Tcsh compiled under hp/ux-10.x does not pass resource limits correctly when ran on hp/ux-11.x systems.

This is a problem with lack of ABI compatibility between the two systems. The only solution is to recompile.

Refreshing in command line editing can appear broken on some OS’s

This is because the termcap/terminfo description lies about the ability of the terminal to use tabs. At least on Compaq/DEC Alpha OSF/1 3.x and 4.x systems, stty -tabs will cause problems.

Where can I learn the merits of tcsh vs. bash vs. csh vs. sh etc?

You can read the manual page section titled [NEW FEATURES] listing features that tcsh adds to csh.

You can read Tom Christiansen’s Csh Programming Considered Harmful, a document advocating that csh (and by extension, tcsh) should not be used for writing shell scripts.

XXX: Need to find something about bash, but bash is sh-compatible and has many of the same interactive features of tcsh (command completion does not appear to be as flexible, though).

Curtains up: introducing the Z shell has a pretty good rundown on zsh. Aside from the arguments about csh being evil, tcsh appears to compare well with zsh.

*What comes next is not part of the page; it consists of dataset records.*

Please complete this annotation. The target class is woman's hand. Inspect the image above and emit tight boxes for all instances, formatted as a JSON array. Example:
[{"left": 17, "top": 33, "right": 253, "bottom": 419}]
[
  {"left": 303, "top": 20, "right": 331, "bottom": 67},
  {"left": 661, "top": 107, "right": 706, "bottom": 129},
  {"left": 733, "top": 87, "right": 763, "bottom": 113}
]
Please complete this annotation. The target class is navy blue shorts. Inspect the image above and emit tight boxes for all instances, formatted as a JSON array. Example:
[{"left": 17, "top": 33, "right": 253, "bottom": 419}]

Zsh is sh and ksh compatible, with many of the interactive features of tcsh.

Why does FreeBSD’s tcsh do history browsing differently than I expect?

On FreeBSD, by default, the up arrow is set to history-search-backward, rather than the default up-history. As a result, if you type (part of) a word and press up arrow, you’ll see previous commands that match the prefix. Pretty useful, actually, although it takes some getting used to. You can use bindkey to see your settings, and to rebind up & down differently if desired.